Archive for the 'service composition' Category

Our paper “Learning Task Specific Web Services Compositions with Loops and Conditional Branches from Example Executions” was accepted to the IEEE Web Intelligence conference

The paper addresses a very intricate problem, which is learning complex web service compositions or workflows from a very small number of example executions that illustrate how to solve a particular problem. Most of the existing approaches to service composition employ techniques such as automated planning. Given some problem (goal) and a set of simple services, typically, some planning algorithm is used to find such composition of given services that solves the given problem. In our paper we take a very different approach. We assume that someone, for example a human expert, can present our system with a small number of example demonstrations that solve the given problem. Subsequently, we use these example demonstrations in our learning algorithm, and we learn a generalized workflow that solves the problem and that is still justified by the observed demonstration (execution trace). Importantly, in our approach we are able to learn generalized workflows that contain both repetitive executions (loops) and various branching, resulting e.g. from failures.
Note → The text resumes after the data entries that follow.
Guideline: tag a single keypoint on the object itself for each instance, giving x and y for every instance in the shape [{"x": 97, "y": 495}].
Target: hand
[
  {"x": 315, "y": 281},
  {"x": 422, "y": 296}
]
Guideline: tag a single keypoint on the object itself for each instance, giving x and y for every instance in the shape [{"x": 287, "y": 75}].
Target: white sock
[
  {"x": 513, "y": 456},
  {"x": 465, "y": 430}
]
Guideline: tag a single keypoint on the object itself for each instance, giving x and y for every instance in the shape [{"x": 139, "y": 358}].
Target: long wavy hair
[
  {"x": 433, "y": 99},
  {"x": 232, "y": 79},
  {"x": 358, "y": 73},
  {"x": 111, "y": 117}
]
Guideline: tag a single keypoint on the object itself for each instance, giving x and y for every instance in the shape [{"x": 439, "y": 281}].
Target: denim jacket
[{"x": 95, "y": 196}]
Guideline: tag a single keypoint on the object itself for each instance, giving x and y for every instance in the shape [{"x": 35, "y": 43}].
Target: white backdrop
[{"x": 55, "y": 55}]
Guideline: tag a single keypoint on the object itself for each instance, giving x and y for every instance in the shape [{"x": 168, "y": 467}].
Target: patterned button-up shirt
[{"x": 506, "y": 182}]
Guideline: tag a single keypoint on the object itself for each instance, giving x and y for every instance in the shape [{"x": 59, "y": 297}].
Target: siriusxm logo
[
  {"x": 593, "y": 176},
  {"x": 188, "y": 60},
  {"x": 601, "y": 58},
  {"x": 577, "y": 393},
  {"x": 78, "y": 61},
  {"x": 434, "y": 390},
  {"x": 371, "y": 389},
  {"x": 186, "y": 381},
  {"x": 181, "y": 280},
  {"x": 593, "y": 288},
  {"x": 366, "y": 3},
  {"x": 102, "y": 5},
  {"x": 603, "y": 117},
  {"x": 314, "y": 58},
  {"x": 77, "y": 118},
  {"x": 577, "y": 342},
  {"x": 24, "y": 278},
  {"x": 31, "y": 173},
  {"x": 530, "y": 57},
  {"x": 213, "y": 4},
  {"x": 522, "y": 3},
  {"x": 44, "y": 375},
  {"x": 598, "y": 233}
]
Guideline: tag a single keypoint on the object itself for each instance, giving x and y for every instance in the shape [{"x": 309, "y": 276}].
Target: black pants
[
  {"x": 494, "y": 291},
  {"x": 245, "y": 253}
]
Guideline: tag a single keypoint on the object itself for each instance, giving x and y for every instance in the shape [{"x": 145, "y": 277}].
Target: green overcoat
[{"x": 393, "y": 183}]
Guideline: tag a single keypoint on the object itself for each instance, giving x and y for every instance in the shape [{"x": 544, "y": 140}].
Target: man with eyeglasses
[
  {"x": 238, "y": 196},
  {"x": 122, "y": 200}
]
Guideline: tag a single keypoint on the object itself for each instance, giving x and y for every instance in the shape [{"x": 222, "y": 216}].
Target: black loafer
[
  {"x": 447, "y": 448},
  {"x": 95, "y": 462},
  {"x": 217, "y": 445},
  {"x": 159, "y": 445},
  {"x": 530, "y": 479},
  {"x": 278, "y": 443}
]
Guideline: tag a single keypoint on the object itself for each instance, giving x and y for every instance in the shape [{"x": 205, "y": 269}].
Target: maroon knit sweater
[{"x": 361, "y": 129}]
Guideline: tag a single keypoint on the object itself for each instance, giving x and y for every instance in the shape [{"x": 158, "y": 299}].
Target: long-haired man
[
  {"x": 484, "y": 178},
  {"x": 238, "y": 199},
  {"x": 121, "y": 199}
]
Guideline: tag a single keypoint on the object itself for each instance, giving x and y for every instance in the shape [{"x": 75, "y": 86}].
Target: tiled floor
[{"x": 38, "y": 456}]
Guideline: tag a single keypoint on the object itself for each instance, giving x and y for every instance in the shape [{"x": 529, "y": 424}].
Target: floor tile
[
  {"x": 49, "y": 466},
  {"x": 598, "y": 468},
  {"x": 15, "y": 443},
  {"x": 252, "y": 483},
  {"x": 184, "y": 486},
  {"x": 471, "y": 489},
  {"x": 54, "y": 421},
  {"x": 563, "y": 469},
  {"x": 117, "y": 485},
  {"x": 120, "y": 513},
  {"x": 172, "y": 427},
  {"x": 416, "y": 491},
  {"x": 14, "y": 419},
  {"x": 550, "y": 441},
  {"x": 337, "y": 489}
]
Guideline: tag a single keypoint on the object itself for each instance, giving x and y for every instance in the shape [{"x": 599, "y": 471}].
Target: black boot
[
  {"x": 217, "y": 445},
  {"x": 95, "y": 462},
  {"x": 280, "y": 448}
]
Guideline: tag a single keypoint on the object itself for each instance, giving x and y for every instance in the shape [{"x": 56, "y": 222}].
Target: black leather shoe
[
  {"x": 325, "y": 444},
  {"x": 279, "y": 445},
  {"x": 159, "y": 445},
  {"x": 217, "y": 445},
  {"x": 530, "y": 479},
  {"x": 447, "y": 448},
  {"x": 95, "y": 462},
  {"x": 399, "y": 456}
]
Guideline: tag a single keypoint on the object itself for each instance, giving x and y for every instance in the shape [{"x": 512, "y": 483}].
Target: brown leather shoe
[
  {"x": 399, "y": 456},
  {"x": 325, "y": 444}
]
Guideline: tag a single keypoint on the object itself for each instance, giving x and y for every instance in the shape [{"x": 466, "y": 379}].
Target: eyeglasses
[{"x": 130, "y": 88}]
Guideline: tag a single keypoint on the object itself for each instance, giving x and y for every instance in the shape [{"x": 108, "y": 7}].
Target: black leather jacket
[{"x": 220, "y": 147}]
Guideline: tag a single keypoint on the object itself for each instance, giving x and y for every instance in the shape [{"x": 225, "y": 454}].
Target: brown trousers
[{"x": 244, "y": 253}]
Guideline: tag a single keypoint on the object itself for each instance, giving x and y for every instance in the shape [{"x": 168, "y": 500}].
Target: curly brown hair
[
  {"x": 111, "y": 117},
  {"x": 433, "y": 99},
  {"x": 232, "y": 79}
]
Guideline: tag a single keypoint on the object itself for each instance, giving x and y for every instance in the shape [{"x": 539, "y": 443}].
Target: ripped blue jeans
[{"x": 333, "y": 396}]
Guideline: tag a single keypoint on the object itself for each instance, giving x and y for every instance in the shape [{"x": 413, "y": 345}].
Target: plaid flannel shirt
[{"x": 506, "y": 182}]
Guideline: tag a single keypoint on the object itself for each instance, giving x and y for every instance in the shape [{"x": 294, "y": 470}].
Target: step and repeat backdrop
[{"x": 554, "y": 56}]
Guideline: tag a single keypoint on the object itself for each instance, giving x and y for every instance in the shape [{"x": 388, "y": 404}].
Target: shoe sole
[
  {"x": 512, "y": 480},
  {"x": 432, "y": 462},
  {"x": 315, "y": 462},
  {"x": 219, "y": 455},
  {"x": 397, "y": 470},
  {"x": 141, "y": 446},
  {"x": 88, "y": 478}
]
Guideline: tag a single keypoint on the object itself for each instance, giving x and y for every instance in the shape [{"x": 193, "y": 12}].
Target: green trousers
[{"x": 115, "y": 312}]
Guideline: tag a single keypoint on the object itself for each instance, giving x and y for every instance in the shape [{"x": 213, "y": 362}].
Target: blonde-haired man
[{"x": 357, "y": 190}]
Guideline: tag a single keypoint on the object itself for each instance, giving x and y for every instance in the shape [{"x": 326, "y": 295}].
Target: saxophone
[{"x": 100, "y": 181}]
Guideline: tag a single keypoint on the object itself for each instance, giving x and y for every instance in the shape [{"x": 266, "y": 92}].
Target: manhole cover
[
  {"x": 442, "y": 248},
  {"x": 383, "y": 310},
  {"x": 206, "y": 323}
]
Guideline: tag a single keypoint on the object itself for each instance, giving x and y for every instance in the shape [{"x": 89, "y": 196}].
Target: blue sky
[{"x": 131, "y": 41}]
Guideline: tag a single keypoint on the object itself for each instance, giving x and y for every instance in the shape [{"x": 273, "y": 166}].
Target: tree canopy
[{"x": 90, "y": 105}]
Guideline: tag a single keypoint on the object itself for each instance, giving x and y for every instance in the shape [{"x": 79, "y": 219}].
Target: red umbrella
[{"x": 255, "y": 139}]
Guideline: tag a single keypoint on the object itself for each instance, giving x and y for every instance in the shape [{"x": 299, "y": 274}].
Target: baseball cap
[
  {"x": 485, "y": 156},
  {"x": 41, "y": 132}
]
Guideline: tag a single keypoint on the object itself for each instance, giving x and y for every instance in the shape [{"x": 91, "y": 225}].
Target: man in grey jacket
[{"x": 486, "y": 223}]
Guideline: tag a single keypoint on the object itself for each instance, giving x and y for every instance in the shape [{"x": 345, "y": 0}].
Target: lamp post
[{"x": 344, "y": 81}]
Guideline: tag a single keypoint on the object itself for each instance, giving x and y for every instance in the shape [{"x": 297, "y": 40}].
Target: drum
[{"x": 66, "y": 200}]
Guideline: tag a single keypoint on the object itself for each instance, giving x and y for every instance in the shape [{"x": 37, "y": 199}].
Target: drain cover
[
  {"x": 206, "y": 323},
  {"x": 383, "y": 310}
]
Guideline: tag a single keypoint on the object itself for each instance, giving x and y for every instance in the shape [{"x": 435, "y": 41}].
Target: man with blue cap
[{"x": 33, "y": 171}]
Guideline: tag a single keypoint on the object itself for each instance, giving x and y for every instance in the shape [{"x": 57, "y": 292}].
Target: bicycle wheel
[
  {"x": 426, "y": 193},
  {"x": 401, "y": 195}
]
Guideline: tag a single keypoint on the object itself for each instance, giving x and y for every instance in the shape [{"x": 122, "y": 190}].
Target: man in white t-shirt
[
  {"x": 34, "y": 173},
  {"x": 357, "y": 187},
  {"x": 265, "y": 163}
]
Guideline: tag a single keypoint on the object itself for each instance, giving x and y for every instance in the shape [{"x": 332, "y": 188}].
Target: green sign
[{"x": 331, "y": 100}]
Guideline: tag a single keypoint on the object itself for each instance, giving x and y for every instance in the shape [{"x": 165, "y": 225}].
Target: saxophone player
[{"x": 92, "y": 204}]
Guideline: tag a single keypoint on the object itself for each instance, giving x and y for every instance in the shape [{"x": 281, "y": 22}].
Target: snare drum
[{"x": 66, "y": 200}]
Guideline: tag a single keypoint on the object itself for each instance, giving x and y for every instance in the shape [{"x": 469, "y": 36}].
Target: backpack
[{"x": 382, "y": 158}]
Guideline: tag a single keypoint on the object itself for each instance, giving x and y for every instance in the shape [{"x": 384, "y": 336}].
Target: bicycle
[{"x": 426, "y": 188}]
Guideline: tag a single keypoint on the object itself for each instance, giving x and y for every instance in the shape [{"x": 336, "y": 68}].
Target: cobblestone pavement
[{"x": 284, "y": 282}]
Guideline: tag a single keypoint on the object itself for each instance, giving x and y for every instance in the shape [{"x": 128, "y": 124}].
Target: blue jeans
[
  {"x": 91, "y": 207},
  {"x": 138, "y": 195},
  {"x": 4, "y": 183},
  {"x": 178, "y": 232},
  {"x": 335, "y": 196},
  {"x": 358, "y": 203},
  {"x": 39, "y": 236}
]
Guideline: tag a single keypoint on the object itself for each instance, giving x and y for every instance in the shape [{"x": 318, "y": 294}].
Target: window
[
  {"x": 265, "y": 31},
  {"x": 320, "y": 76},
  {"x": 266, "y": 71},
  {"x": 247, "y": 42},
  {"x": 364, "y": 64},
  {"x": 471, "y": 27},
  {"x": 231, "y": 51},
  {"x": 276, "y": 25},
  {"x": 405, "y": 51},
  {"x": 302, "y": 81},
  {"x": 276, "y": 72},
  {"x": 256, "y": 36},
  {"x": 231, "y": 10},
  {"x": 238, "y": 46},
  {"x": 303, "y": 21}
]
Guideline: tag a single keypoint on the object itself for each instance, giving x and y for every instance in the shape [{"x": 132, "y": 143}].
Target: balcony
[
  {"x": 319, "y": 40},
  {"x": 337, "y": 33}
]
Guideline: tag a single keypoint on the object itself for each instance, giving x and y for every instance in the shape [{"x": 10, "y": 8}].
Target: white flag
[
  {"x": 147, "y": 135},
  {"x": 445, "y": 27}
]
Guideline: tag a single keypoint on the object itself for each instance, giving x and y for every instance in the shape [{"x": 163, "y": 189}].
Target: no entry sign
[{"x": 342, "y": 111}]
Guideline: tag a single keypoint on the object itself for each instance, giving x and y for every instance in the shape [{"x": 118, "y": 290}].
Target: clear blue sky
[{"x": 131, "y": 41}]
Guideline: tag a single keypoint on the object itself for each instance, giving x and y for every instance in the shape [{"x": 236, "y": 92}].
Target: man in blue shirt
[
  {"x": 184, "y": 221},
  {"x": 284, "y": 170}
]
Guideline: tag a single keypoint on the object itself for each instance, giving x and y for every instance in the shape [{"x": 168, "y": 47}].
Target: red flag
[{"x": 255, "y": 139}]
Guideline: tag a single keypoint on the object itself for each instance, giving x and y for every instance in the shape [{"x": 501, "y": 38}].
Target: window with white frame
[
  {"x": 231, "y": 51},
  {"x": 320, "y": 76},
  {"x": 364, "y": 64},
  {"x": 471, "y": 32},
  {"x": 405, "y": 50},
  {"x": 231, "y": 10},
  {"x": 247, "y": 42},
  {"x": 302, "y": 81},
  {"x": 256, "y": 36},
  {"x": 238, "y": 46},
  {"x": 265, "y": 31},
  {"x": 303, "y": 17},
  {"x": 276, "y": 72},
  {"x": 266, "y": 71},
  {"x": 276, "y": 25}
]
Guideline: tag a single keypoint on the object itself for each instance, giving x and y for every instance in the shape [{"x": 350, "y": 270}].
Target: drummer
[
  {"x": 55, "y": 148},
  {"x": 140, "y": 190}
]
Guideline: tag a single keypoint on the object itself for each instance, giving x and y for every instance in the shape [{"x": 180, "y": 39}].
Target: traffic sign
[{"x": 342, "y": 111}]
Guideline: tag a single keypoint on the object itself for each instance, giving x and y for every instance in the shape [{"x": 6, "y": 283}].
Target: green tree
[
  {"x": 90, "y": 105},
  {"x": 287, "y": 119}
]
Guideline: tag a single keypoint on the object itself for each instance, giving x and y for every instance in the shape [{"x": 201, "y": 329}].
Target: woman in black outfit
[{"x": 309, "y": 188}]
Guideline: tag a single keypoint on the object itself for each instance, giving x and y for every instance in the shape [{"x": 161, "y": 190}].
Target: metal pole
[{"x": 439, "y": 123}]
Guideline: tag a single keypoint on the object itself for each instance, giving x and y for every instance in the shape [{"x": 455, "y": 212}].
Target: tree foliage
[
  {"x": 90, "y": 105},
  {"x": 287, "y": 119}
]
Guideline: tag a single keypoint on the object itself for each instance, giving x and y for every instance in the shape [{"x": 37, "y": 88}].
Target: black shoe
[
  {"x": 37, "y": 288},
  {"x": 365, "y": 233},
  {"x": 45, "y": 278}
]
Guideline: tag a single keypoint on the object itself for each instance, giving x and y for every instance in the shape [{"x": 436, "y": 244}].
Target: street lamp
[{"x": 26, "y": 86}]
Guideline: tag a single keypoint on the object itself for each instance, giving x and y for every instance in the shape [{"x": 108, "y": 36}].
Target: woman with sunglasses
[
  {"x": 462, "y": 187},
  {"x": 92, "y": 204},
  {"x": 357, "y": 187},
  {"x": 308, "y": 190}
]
Learning Task Specific Web Services Compositions with Loops and Conditional Branches from Example Executions PDF
Harini Veeraraghavan and Roman Vaculín and Manuela Veloso. In 2010 IEEE / WIC / ACM International Conference on Web Intelligence, August 31 – September 3, pages 581–588. IEEE Computer Society, 2010. bibtex
@INPROCEEDINGS{Veeraraghavan-2010-WI,
author = {Harini Veeraraghavan and Roman Vacul\'{i}n and Manuela Veloso},
title = {Learning Task Specific Web Services Compositions with Loops and Conditional Branches from Example Executions},
booktitle = {2010 IEEE / WIC / ACM International Conference on Web Intelligence},
pages = {581--588},
month = {August 31 - September 3},
year = {2010},
publisher = {IEEE Computer Society},
pdf={http://www.vaculin.com/downloads/Veeraraghavan-Vaculin-WI-2010-final.pdf},
url={http://www.vaculin.com/downloads/Veeraraghavan-Vaculin-WI-2010-final.pdf},
timestamp = {2010.08.03}
}

ABSTRACT: Majority of the existing approaches to service composition, including the widely popular planning based techniques, are not able to automatically compose practical workflows that include complex repetitive behaviors (loops), taking into account possibility of failures and non-determinism of web service execution results. In this work, we present a learning based approach for composing task specific workflows. We present an approach for learning task specific web service compositions from a very small number of observations (one or more) of example service execution sequences (traces) that solve a given goal. The workflows learned by this approach generalize to the tasks justified by the observed execution trace. The generalization captures the repetitive executions of service sequences, conditional branching executions, and repetitions and branching resulting from failures. We evaluate the approach on a complex web services application involving arbitrary number of repetitive executions and failed executions.